# Pattern for a hedgehog hat?



## MoonbeamHH (May 3, 2010)

Does anyone know where to find a pattern for a hedgehog hat or any tips? I brought some anti-pill fleece and flannel for a great price at Joann's. I want to whip out my new sewing machine, sew a hat for Snowball.  Any suggestions will be appreciated. I'm still new at sewing!


----------



## Alastrina (Sep 18, 2009)

There is one in one of the 2010 Hedgehog Welfare Society newsletters I know, I can't remember which edition though. I've used the pattern several times myself and it's super easy to follow, now have a stunning pair of hedgie hats for my little guy ^_^

~Katie


----------



## MissC (Nov 15, 2010)

I use this pattern and just change the size...I also used to make one slightly smaller and put it inside-out inside a larger one so there are no seams, then just folded the top over the smaller one to hold them together. N'est pas?

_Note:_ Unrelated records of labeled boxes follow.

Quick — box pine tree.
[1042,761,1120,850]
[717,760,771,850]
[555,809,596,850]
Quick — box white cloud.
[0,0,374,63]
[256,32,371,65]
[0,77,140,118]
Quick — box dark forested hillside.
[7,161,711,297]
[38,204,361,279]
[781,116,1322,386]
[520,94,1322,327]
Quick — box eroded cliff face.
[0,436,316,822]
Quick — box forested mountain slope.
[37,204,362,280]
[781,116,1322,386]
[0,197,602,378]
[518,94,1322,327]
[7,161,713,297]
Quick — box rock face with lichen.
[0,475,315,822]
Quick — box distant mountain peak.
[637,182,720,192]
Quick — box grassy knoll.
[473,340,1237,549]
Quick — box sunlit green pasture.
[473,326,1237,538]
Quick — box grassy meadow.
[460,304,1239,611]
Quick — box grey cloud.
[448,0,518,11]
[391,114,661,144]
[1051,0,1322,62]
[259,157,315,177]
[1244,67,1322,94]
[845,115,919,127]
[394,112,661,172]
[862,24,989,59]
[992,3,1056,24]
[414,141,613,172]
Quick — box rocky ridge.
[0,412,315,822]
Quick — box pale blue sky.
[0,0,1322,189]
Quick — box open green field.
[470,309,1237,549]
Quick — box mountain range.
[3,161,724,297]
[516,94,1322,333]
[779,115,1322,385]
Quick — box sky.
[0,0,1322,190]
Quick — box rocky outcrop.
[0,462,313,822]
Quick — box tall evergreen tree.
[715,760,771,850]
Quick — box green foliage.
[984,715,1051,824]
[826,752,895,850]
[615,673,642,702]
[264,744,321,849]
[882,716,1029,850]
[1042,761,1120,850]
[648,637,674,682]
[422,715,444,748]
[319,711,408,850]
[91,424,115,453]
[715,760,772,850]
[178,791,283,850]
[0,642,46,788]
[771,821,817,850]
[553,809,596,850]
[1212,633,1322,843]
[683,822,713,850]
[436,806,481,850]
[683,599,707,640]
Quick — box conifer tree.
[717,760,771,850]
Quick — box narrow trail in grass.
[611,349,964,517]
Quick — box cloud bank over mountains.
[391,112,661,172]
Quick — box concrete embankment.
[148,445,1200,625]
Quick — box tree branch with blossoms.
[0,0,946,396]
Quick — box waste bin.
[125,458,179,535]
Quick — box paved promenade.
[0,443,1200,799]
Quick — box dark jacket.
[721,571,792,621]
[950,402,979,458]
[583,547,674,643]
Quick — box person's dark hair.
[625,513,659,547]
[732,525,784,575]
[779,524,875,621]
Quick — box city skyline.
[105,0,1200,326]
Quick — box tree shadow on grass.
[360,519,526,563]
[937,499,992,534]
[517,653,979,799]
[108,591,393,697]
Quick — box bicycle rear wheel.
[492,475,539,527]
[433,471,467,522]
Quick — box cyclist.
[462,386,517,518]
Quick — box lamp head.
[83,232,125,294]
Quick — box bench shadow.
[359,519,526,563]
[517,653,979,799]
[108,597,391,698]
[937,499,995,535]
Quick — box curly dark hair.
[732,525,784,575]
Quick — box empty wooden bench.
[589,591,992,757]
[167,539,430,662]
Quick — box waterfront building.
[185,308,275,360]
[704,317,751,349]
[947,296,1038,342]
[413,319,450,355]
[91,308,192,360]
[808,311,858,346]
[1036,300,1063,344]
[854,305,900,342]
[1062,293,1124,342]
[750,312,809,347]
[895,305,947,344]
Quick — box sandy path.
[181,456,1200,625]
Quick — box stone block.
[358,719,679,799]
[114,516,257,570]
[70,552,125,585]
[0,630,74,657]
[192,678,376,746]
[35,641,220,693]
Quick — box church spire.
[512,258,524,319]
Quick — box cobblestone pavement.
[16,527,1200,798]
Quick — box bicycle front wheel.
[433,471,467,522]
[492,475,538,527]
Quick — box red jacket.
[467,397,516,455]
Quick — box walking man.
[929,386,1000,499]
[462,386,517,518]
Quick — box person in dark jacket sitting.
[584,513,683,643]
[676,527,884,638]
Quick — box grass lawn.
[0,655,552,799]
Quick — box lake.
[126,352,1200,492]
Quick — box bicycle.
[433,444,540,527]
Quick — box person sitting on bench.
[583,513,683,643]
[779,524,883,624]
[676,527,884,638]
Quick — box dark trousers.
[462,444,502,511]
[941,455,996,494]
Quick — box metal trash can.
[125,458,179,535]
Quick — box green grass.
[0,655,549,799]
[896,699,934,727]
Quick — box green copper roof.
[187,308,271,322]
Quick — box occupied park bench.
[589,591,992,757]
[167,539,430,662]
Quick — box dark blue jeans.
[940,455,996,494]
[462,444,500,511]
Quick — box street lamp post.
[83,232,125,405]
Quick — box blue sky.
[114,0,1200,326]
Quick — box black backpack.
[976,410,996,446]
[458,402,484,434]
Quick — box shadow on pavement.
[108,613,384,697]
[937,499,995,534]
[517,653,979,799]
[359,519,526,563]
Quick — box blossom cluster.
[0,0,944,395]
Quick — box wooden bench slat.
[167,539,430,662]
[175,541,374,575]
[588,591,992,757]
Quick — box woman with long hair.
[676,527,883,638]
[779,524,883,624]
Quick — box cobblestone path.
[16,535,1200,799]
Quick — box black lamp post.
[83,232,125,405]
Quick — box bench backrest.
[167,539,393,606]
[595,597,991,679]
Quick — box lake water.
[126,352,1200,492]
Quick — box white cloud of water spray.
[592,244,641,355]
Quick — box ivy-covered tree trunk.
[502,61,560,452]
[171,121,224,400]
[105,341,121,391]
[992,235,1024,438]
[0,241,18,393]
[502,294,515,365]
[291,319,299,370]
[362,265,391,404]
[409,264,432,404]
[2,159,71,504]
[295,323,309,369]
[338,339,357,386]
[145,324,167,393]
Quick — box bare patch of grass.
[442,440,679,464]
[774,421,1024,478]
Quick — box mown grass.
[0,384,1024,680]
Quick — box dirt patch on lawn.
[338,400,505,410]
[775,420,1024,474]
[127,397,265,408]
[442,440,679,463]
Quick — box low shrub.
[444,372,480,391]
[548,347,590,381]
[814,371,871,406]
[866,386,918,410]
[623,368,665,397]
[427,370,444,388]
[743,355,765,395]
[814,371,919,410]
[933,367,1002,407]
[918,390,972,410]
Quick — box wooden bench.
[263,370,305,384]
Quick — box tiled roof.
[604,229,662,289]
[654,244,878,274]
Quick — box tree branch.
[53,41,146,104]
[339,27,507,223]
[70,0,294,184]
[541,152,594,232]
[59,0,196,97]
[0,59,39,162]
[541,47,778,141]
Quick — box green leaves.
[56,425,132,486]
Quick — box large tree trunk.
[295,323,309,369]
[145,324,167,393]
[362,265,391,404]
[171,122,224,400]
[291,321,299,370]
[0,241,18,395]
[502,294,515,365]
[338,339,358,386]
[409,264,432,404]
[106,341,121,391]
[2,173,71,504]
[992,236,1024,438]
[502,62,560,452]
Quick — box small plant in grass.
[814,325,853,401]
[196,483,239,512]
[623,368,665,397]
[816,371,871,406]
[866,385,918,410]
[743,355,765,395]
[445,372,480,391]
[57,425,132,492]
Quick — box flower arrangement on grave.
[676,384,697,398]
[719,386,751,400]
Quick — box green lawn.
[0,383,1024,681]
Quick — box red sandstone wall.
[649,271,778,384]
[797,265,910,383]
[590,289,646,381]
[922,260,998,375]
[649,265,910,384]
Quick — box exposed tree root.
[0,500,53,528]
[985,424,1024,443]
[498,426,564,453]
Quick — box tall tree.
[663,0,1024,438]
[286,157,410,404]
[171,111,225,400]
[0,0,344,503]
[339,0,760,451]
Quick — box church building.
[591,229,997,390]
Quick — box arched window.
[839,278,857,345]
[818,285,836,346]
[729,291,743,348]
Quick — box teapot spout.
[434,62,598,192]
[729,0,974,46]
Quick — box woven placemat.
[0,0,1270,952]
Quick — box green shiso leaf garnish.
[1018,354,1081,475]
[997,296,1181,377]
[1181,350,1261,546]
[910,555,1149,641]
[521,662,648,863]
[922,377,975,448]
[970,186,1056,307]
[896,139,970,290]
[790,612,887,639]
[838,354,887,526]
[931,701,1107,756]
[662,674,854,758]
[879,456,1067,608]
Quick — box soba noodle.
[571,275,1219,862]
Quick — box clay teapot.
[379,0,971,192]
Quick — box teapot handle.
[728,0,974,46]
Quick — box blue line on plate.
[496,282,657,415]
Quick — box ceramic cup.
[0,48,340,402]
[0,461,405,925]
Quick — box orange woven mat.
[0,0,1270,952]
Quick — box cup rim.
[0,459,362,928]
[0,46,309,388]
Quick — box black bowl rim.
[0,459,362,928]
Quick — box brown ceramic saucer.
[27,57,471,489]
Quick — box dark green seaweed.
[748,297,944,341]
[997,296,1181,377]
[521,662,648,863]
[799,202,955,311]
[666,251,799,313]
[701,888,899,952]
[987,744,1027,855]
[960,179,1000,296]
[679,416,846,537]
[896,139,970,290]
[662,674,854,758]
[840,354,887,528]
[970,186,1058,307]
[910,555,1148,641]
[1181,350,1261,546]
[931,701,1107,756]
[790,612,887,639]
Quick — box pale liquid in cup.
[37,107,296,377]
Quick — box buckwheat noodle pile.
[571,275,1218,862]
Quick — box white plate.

But then Snarf started working all night to take them apart and sleep in the one that's inside out. He HATES the extra fabric from a seam...Jeesh. ALL of his hedgie bags are inside out. Lovely. So glad I took the extra time to make them look so nice from the outside...which is now the INside :roll:

EDIT to add the link I forgot... :roll:

http://familycrafts.about.com/gi/o.htm? ... cehats.htm


----------



## Nancy (Aug 22, 2008)

Type Skeeter hedgehog hat in a search and it will come up. It's a pdf and since I downloaded the lastest adobe, every time I try to open a pdf file, my computer locks up.


----------



## Quilled1 (Dec 29, 2010)

I found it in the newsletter. Soooo helpful that each one has a summary of what's in it.


----------



## magaleib (Sep 14, 2014)

I found it on here:
http://www.hedgehogwelfare.org/newsletters/volume46_1.pdf


----------